Now that I would love to get!!!


----------



## 10elawncare (Sep 16, 2007)

I want to send out thank yous this year. 

" Thank you for not paying us on time, Thank you for letting your tenants leave their cars in your small parking lot for 7 days after the storm and then complain that there's still snow left in your lot after they finally leave. Thank you for your opinion on how you would have plowed the parking lot, if you were still doing it like you were back in high school. Oh and thanks for not paying on time!!!!!!"
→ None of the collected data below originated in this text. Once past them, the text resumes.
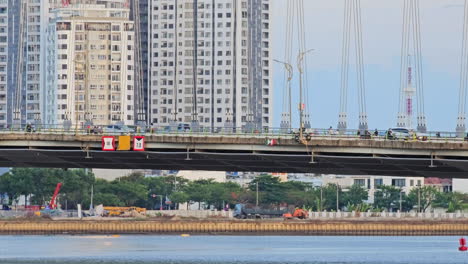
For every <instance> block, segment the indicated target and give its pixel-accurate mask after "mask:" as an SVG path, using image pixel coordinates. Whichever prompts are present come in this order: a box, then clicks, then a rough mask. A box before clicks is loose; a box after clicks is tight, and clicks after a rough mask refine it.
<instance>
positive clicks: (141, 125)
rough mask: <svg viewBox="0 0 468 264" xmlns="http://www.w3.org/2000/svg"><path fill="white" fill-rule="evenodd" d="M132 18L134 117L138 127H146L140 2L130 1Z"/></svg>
mask: <svg viewBox="0 0 468 264" xmlns="http://www.w3.org/2000/svg"><path fill="white" fill-rule="evenodd" d="M129 1H130V0H127V2H126V4H125V5H126V6H127V7H130V2H129ZM131 7H132V8H131V9H132V17H133V23H134V28H135V98H136V109H135V110H136V117H137V122H138V125H141V126H144V125H146V115H145V110H144V109H145V96H144V85H143V67H142V65H143V58H142V54H141V47H142V43H141V41H142V40H141V30H140V25H141V24H140V23H141V22H140V0H132V3H131Z"/></svg>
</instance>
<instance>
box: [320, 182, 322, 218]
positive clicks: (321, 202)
mask: <svg viewBox="0 0 468 264" xmlns="http://www.w3.org/2000/svg"><path fill="white" fill-rule="evenodd" d="M321 211H323V186H322V185H320V212H321Z"/></svg>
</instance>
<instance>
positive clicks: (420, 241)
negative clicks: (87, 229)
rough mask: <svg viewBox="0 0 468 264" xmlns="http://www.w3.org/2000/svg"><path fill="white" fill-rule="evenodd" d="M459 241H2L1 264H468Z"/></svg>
mask: <svg viewBox="0 0 468 264" xmlns="http://www.w3.org/2000/svg"><path fill="white" fill-rule="evenodd" d="M458 239H459V238H457V237H301V236H273V237H271V236H190V237H182V236H114V237H113V236H0V263H87V264H91V263H99V264H111V263H112V264H113V263H118V264H124V263H156V264H158V263H161V264H162V263H164V264H166V263H167V264H179V263H180V264H198V263H200V264H204V263H206V264H215V263H229V264H231V263H243V264H244V263H245V264H256V263H314V264H315V263H317V264H322V263H323V264H325V263H333V264H338V263H352V264H358V263H382V264H383V263H389V264H390V263H392V264H394V263H425V264H430V263H448V264H450V263H468V253H467V252H465V253H463V252H458Z"/></svg>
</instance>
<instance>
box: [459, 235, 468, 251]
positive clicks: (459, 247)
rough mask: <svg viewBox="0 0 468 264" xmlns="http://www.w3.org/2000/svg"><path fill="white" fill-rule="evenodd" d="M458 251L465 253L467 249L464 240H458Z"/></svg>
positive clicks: (467, 248) (466, 247)
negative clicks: (461, 251)
mask: <svg viewBox="0 0 468 264" xmlns="http://www.w3.org/2000/svg"><path fill="white" fill-rule="evenodd" d="M458 250H459V251H467V250H468V247H466V239H465V238H463V237H462V238H460V247H458Z"/></svg>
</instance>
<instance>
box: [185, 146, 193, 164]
mask: <svg viewBox="0 0 468 264" xmlns="http://www.w3.org/2000/svg"><path fill="white" fill-rule="evenodd" d="M185 160H186V161H189V160H192V159H191V158H190V149H189V148H187V157H186V158H185Z"/></svg>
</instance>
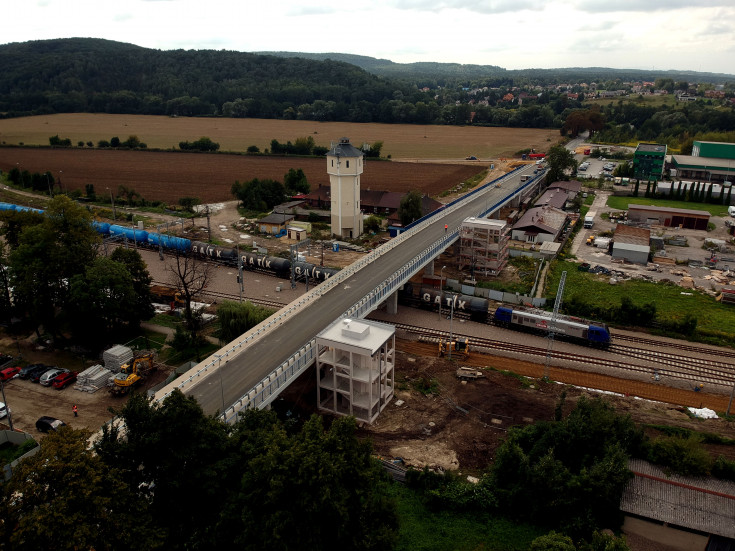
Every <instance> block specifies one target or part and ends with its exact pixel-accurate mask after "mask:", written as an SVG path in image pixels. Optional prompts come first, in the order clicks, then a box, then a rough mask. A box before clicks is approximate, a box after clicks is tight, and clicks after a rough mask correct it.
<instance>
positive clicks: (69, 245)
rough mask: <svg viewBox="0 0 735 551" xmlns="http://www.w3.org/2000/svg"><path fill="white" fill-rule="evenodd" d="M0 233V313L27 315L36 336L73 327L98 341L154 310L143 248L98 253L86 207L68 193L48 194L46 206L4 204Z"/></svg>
mask: <svg viewBox="0 0 735 551" xmlns="http://www.w3.org/2000/svg"><path fill="white" fill-rule="evenodd" d="M0 234H2V236H3V237H4V241H3V242H0V243H2V245H0V265H2V266H3V277H2V280H1V281H0V285H2V296H3V297H4V298H3V304H2V306H3V307H2V308H0V311H2V312H3V316H4V318H5V319H4V321H6V322H9V321H10V319H11V317H12V316H17V317H20V318H24V317H27V318H28V319H29V320H30V322H31V325H32V327H33V328H34V329H35V331H36V333H37V334H38V335H39V336H40V335H41V333H40V330H41V328H43V330H44V331H45V332H46V333H47V334H48V335H50V336H51V337H53V338H55V339H62V340H63V333H64V331H65V330H71V331H72V333H73V335H74V336H75V337H76V340H77V341H78V342H80V343H83V344H87V345H94V346H93V347H94V348H97V347H99V346H101V345H102V343H104V342H107V340H108V338H109V335H110V334H114V333H115V330H117V331H124V330H126V329H130V330H135V329H136V328H137V327H138V326H139V324H140V322H141V321H142V320H146V319H149V318H150V317H151V316H152V315H153V308H152V306H151V297H150V282H151V279H150V276H149V274H148V271H147V269H146V267H145V264H144V263H143V260H142V258H141V257H140V255H139V254H138V253H137V252H136V251H132V250H127V249H116V250H115V251H114V252H113V253H112V254H111V255H110V256H109V257H102V256H99V254H98V253H99V245H100V242H101V238H100V235H99V234H98V233H97V232H96V231H95V230H94V228H93V227H92V216H91V214H90V213H89V211H87V210H86V209H85V208H83V207H81V206H79V205H78V204H77V203H75V202H74V201H72V200H70V199H69V198H68V197H66V196H64V195H58V196H56V197H54V198H53V199H51V200H50V201H49V203H48V206H47V209H46V211H45V214H37V213H34V212H30V211H28V212H15V211H2V212H1V213H0ZM11 289H12V293H11V291H10V290H11ZM11 294H12V301H11V298H10V297H11ZM72 312H73V315H71V313H72Z"/></svg>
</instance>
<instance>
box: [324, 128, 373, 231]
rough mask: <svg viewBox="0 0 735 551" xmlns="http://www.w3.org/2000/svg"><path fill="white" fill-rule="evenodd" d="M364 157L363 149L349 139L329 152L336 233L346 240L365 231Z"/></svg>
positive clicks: (345, 138) (346, 140)
mask: <svg viewBox="0 0 735 551" xmlns="http://www.w3.org/2000/svg"><path fill="white" fill-rule="evenodd" d="M363 157H364V155H363V152H362V151H360V150H359V149H357V148H356V147H355V146H353V145H352V144H351V143H350V139H349V138H340V140H339V142H337V143H336V144H335V143H332V147H331V149H330V150H329V153H327V174H329V185H330V190H331V191H330V198H331V212H332V233H333V234H335V235H337V236H339V237H342V238H343V239H354V238H356V237H358V236H359V235H360V234H362V212H361V211H360V174H362V170H363V164H364V163H363Z"/></svg>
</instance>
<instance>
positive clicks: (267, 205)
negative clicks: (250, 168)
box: [230, 168, 310, 212]
mask: <svg viewBox="0 0 735 551" xmlns="http://www.w3.org/2000/svg"><path fill="white" fill-rule="evenodd" d="M309 190H310V186H309V182H308V181H307V179H306V174H305V173H304V171H303V170H302V169H300V168H296V169H294V168H290V169H289V170H288V172H287V173H286V174H284V176H283V183H281V182H277V181H276V180H271V179H268V178H266V179H262V180H261V179H258V178H254V179H252V180H249V181H247V182H242V183H241V182H239V181H236V182H235V183H234V184H232V188H231V190H230V191H231V192H232V194H233V195H234V196H235V198H236V199H237V200H238V201H240V202H241V203H242V206H243V207H244V208H246V209H248V210H254V211H259V212H266V211H268V210H271V209H272V208H273V207H275V206H276V205H280V204H281V203H283V202H284V201H285V200H286V198H287V197H289V196H291V195H297V194H299V193H309Z"/></svg>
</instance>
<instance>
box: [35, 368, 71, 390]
mask: <svg viewBox="0 0 735 551" xmlns="http://www.w3.org/2000/svg"><path fill="white" fill-rule="evenodd" d="M68 371H69V370H68V369H61V368H60V367H57V368H55V369H49V370H48V371H46V372H45V373H44V374H43V375H41V378H40V379H39V380H38V382H39V383H41V384H42V385H43V386H51V384H52V383H53V382H54V379H55V378H56V377H58V376H59V375H61V374H62V373H66V372H68Z"/></svg>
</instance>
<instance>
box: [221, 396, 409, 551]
mask: <svg viewBox="0 0 735 551" xmlns="http://www.w3.org/2000/svg"><path fill="white" fill-rule="evenodd" d="M233 439H234V440H235V441H236V442H237V444H236V445H235V446H234V449H236V450H238V454H237V455H236V456H235V457H233V460H235V461H236V462H237V463H238V464H240V465H242V466H243V469H242V473H243V474H242V476H241V478H240V479H239V485H238V492H237V494H236V495H233V498H232V502H231V503H230V504H228V506H227V507H226V509H225V515H226V516H225V518H224V519H223V523H222V524H223V526H222V527H221V531H220V530H218V531H217V534H218V536H219V537H221V538H223V539H222V543H226V542H228V540H229V542H230V543H232V542H234V543H235V545H236V546H238V547H252V548H263V549H264V548H268V549H274V550H277V551H286V550H289V549H304V550H309V551H311V550H313V551H316V550H320V549H356V550H372V549H375V550H377V549H389V548H390V547H391V546H392V544H393V542H394V541H395V538H396V534H397V518H396V512H395V505H394V504H393V502H392V501H391V500H390V499H388V497H387V493H386V488H387V486H386V481H387V476H386V473H385V472H383V471H382V468H381V467H380V466H379V465H378V464H377V462H376V461H375V460H374V459H373V458H372V457H371V445H370V444H369V443H367V442H362V441H360V440H358V439H357V437H356V425H355V420H354V419H353V418H350V417H339V418H337V419H335V420H333V421H332V423H331V426H330V427H329V429H326V430H325V428H324V426H323V421H322V418H321V417H319V416H316V415H314V416H312V417H311V418H310V419H309V420H308V421H307V422H306V424H305V425H304V426H303V428H302V429H301V431H300V432H298V433H297V434H294V435H291V436H289V434H288V433H287V432H286V430H284V427H283V426H282V425H281V424H280V423H279V422H278V421H277V419H276V418H275V416H274V414H273V413H272V412H264V411H257V410H248V412H247V413H246V414H245V415H244V417H243V418H242V420H241V421H240V422H238V424H237V425H236V427H235V431H234V433H233ZM295 473H298V474H297V475H296V476H295ZM225 526H229V527H230V530H231V532H232V533H231V534H228V533H227V532H228V530H225V529H224V527H225Z"/></svg>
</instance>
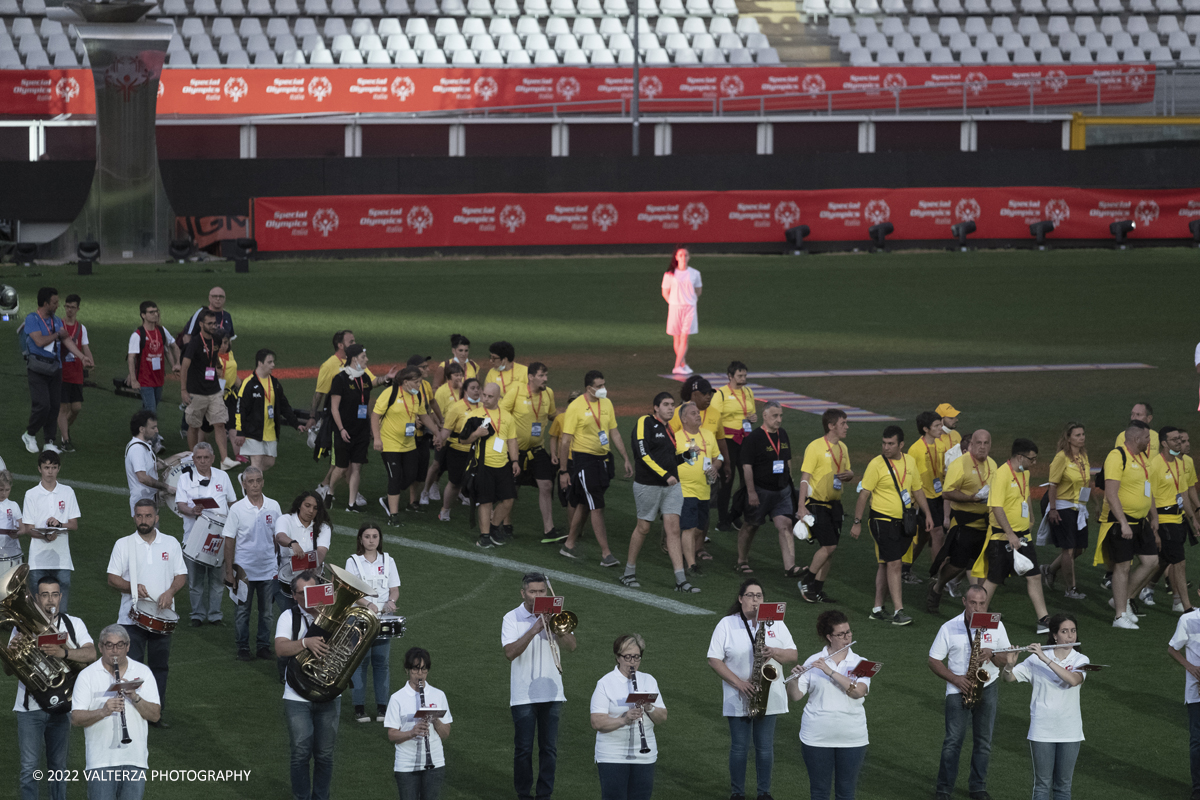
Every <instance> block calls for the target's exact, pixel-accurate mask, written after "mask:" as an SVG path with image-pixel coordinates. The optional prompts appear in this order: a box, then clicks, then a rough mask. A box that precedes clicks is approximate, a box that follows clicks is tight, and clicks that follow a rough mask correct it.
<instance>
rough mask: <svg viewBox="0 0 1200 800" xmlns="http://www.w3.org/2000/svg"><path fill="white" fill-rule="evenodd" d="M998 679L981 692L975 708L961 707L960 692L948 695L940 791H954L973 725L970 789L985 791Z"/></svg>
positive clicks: (972, 731) (995, 710)
mask: <svg viewBox="0 0 1200 800" xmlns="http://www.w3.org/2000/svg"><path fill="white" fill-rule="evenodd" d="M998 682H1000V681H995V682H992V685H991V686H989V687H986V688H985V690H983V692H980V694H979V702H978V703H976V706H974V708H973V709H965V708H962V696H961V694H947V696H946V740H944V741H943V742H942V765H941V766H938V768H937V789H936V792H937V793H938V794H954V783H955V782H956V781H958V778H959V754H960V753H961V752H962V742H964V740H965V739H966V736H967V726H971V728H972V732H973V740H972V745H971V777H970V780H968V781H967V792H986V789H988V760H989V759H990V758H991V728H992V726H994V724H995V722H996V698H997V696H998V693H1000V692H998V690H997V688H996V686H997V684H998Z"/></svg>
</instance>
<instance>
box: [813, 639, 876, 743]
mask: <svg viewBox="0 0 1200 800" xmlns="http://www.w3.org/2000/svg"><path fill="white" fill-rule="evenodd" d="M828 657H829V648H828V646H827V648H824V649H823V650H821V652H818V654H816V655H812V656H809V658H808V661H805V662H804V666H805V667H809V666H810V664H814V663H816V662H817V661H820V660H821V658H828ZM863 661H865V658H863V656H860V655H858V654H857V652H854V651H853V650H847V651H846V657H845V658H842V660H841V662H840V663H838V664H832V666H833V670H834V672H835V673H840V674H842V675H850V673H851V672H853V670H854V667H857V666H858V664H859V663H862V662H863ZM858 682H859V684H865V685H866V690H868V692H869V691H870V690H871V679H870V678H859V679H858ZM796 686H797V687H798V688H799V690H800V691H802V692H804V693H805V694H806V696H808V702H805V703H804V714H803V715H802V716H800V741H802V742H804V744H805V745H808V746H809V747H865V746H866V745H868V744H869V742H868V739H866V711H865V710H864V709H863V704H864V702H865V700H866V696H865V694H864V696H863V697H859V698H858V699H853V698H851V697H850V696H847V694H846V692H845V691H844V690H842V687H841V686H840V685H839V684H835V682H834V680H833V678H830V676H829V675H827V674H824V670H823V669H821V668H820V667H812V668H811V669H809V670H808V672H806V673H804V674H803V675H800V676H799V678H797V679H796Z"/></svg>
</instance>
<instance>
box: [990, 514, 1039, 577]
mask: <svg viewBox="0 0 1200 800" xmlns="http://www.w3.org/2000/svg"><path fill="white" fill-rule="evenodd" d="M990 530H991V533H997V529H996V528H992V529H990ZM1014 533H1015V531H1014ZM1016 537H1018V539H1020V540H1022V541H1025V542H1027V543H1026V545H1025V546H1022V547H1021V555H1024V557H1025V558H1027V559H1030V560H1031V561H1033V569H1032V570H1030V571H1028V572H1026V573H1025V575H1016V570H1015V569H1014V567H1013V546H1012V545H1009V543H1008V540H1006V539H998V540H994V541H990V542H988V552H986V554H985V555H984V559H985V560H986V565H988V581H990V582H991V583H995V584H996V585H1001V587H1002V585H1004V579H1006V578H1008V577H1009V576H1012V577H1014V578H1031V577H1037V576H1038V573H1039V571H1038V548H1037V547H1034V545H1033V536H1031V535H1030V531H1027V530H1022V531H1021V533H1020V534H1018V535H1016Z"/></svg>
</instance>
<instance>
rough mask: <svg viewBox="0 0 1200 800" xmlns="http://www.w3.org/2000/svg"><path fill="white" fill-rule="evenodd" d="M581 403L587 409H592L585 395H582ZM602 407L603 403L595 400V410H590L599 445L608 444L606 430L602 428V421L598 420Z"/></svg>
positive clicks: (603, 426) (605, 444) (602, 425)
mask: <svg viewBox="0 0 1200 800" xmlns="http://www.w3.org/2000/svg"><path fill="white" fill-rule="evenodd" d="M583 404H584V405H587V407H588V411H592V403H590V401H588V398H587V395H584V396H583ZM602 409H604V403H602V402H600V401H598V402H596V410H594V411H592V419H593V420H595V423H596V431H598V432H599V433H598V438H599V439H600V446H601V447H607V446H608V432H607V431H605V429H604V423H602V422H601V421H600V411H601V410H602Z"/></svg>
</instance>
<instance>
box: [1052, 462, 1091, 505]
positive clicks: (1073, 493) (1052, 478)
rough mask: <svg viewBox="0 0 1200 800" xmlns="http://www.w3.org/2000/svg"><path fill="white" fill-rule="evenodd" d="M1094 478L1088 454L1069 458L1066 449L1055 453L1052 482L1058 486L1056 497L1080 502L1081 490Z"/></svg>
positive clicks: (1052, 469) (1077, 502)
mask: <svg viewBox="0 0 1200 800" xmlns="http://www.w3.org/2000/svg"><path fill="white" fill-rule="evenodd" d="M1091 479H1092V468H1091V467H1090V465H1088V463H1087V457H1086V456H1076V457H1075V458H1068V457H1067V452H1066V451H1064V450H1060V451H1058V452H1056V453H1055V456H1054V461H1052V462H1050V482H1051V483H1052V485H1054V486H1056V487H1057V492H1056V493H1055V497H1056V498H1057V499H1060V500H1066V501H1068V503H1079V491H1080V489H1081V488H1084V487H1086V486H1087V482H1088V481H1090V480H1091Z"/></svg>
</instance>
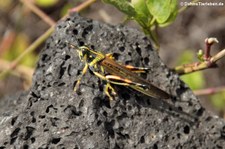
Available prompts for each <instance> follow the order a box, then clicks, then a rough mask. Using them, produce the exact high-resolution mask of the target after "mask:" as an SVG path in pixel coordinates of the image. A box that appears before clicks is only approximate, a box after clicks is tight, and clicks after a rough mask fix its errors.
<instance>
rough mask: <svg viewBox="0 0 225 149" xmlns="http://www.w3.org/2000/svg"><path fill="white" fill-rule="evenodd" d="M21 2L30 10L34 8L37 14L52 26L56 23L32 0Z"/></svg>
mask: <svg viewBox="0 0 225 149" xmlns="http://www.w3.org/2000/svg"><path fill="white" fill-rule="evenodd" d="M20 2H21V3H23V4H24V5H26V6H27V7H28V8H29V9H30V10H32V11H33V12H34V13H35V14H37V15H38V16H39V17H40V18H41V19H42V20H44V21H45V22H46V23H47V24H49V25H50V26H54V25H55V21H54V20H52V19H51V18H50V17H49V16H48V15H46V14H45V13H44V12H43V11H41V10H40V9H39V8H38V7H36V6H35V5H34V4H33V3H32V2H31V1H30V0H20Z"/></svg>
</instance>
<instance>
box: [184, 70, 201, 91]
mask: <svg viewBox="0 0 225 149" xmlns="http://www.w3.org/2000/svg"><path fill="white" fill-rule="evenodd" d="M181 80H183V81H184V82H185V83H186V84H187V85H188V86H189V87H190V88H191V89H192V90H196V89H202V88H204V86H205V79H204V75H203V72H201V71H198V72H194V73H191V74H187V75H182V76H181Z"/></svg>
Don't ya just love the "I used to do that in high school" people. Every time you stop at a gas station. But in all seriousness. We send a gift card to our bigger clients. We typically deal with them during the season, a few of them let their significant others handle the check writing so we deal with both husband and wife, so a $50.00 gift card for a nice place to eat goes a long way IMO. A thank you they would just throw away, a gift card they might not use right away and when they do finally take it out, they might say that was really nice of him and keep that in mind when they are thinking about next year's snow season or landscaping. JMO.


----------



## 518Landscapes (Dec 1, 2010)

Send a Greeting card around the holidays and be done with it. Obviously just Happy Holidays nothing more, as not every one celebrates the same holiday. Thank you cards are for the customers to send to you for doing a great job. I thank my customers for there business every time I talk to them. Just my .02


----------